Monday, May 18, 2026 - 11:48 pm PT

The first alarm went off at 5AM. The sound of snow falling on the tent was there, but lighter than the last few days. We spent the next hour paying attention to the weather to see how the winds and snow progressed, and they seemed to stay the same. By 7AM the stoves were rolling and the plan was to move uphill if weather didn't get much worse. The light snowfall and dense clouds lingered, but winds remained calm at camp. By 10:30 we had torn down camp and began our way up Ski Hill in the light snow and clouds. As we made our way through the first few stretches the sun would occasionally try to peak out, but sooner rather than later the clouds rolled in, snowfall picked up, and visibility was reduced to a whiteout. This continued all the way past our cache before the skies broke again.
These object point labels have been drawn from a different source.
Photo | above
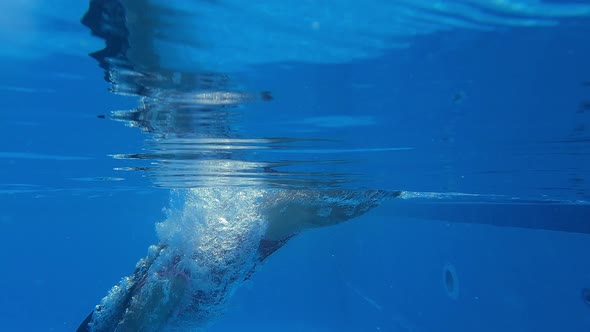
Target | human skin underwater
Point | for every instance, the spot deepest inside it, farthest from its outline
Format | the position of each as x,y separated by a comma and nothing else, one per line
214,236
212,244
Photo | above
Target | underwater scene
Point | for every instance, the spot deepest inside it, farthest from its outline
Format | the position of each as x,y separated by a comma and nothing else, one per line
231,165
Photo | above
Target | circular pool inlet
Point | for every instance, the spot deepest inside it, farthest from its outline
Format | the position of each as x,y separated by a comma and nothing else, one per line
586,295
450,281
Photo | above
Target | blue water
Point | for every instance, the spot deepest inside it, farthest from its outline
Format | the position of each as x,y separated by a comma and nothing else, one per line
481,122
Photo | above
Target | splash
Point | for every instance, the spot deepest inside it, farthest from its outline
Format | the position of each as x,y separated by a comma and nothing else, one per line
212,240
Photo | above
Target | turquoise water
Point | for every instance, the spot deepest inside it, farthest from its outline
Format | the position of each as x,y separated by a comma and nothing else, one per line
416,165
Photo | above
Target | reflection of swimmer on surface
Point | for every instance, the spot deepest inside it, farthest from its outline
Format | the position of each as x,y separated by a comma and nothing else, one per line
185,280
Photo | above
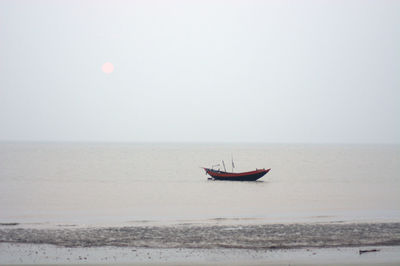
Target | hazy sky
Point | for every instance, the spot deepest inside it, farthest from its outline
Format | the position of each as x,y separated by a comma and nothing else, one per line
248,71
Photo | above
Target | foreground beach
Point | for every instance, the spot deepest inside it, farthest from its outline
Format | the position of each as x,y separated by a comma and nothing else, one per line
33,254
263,244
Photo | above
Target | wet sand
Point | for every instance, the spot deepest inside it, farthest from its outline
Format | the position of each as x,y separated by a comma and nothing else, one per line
33,254
263,236
191,244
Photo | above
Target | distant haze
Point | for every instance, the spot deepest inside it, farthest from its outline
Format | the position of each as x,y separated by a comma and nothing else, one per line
213,71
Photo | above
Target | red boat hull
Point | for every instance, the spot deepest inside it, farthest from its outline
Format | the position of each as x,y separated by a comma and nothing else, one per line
246,176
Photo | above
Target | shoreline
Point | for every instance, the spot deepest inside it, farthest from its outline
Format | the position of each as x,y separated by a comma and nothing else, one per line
260,236
43,254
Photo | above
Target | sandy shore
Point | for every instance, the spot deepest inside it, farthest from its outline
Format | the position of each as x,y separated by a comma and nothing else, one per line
267,244
34,254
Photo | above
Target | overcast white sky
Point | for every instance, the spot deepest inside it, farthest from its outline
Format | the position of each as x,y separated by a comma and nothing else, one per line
246,71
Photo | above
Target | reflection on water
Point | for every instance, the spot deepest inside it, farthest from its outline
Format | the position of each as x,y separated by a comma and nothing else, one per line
117,183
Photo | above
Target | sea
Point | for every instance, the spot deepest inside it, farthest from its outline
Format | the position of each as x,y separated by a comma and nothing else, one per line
123,184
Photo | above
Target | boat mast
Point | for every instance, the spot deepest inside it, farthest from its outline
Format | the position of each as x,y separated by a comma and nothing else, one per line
223,163
233,164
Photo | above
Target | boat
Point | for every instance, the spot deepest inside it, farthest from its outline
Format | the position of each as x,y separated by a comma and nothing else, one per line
244,176
231,176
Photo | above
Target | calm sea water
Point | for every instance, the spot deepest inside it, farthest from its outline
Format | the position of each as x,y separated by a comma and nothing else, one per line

After a tough day, we finally rolled into 11 camp where we found our RMI cohorts, and set up camp right below them. The long day was wrapped up with some ramen, and a little bit of wall building to prep for the next incoming storm. 
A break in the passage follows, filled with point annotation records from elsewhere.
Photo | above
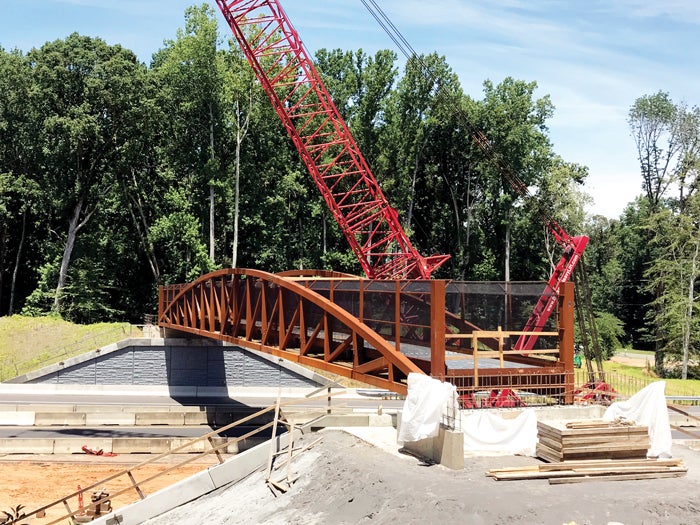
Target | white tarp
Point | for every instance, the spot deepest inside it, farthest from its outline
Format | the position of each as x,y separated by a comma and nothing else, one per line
487,432
422,410
647,407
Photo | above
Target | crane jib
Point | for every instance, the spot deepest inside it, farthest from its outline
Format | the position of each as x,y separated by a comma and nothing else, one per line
324,142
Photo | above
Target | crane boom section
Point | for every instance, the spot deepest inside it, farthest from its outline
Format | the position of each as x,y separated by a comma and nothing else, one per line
322,138
573,251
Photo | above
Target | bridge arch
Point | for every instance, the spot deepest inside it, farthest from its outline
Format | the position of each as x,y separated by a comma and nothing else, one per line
276,314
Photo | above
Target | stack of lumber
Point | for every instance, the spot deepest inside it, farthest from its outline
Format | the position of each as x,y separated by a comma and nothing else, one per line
593,439
594,470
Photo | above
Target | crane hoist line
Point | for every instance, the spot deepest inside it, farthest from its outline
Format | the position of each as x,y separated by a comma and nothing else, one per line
287,74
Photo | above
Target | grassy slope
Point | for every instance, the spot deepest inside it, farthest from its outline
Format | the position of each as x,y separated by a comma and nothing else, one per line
28,343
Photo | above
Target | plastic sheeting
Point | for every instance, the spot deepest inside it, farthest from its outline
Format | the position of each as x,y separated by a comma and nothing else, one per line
423,408
487,432
647,407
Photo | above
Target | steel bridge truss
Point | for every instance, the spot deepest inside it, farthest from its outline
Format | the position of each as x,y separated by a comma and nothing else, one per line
376,332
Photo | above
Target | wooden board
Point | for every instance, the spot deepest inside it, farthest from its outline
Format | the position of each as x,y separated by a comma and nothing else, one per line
594,439
607,470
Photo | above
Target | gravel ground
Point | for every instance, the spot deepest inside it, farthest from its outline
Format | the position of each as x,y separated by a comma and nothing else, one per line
345,480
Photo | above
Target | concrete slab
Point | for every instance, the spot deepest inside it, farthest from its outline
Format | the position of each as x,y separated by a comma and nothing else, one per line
197,418
235,469
110,419
160,418
141,445
26,446
66,419
17,418
75,446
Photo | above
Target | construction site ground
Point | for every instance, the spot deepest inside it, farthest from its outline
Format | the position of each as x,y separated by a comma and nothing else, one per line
346,480
362,478
36,480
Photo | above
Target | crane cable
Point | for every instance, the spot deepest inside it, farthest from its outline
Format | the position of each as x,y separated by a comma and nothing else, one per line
478,136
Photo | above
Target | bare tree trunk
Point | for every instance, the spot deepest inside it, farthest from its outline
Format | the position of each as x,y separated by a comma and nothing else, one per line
212,238
689,317
211,223
142,226
3,242
73,227
241,130
17,261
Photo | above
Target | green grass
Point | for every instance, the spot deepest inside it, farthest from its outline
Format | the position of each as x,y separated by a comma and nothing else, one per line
29,343
628,380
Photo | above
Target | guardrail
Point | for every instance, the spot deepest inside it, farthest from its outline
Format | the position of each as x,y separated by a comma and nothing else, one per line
501,336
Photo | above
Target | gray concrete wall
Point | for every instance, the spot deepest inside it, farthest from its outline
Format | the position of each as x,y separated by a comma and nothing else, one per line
174,362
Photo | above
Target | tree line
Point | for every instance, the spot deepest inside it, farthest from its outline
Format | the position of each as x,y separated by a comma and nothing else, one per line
117,177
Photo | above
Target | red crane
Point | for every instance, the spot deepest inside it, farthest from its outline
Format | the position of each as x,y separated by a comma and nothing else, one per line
287,74
573,248
324,142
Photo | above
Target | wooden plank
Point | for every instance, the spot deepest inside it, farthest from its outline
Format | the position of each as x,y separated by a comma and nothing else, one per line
618,477
597,463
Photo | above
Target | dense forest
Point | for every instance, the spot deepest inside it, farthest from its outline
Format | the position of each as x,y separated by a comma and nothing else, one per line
118,176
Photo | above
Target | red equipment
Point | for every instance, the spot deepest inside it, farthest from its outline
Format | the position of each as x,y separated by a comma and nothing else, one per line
573,250
323,140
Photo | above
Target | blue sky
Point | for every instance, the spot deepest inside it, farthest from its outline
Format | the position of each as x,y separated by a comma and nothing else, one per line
594,57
We are hunkered down and now set to face the storm, or back carry, whatever weather brings.

RMI Guide Nikki Champion

Leave a Comment For the Team (2)

Lovely photo of the team. Slow and steady as she goes- stay safe.
Heatwave due here in Ireland - UK already in the grip of one -expected to reach 33deg next week.  Wishing you all a safe path to the eventually summit. God will you on safely.  Oliver love and hugs- in our daily thoughts and prayers. Mam and Dad

Posted by: Olive & John Blackwell on 5/22/2026 at 8:04 am

The Taos Ski Valley Team sends their love and thoughts of warmth and the open sunshiny days of New Mexico. Good luck to you all, especially Jeff Moses!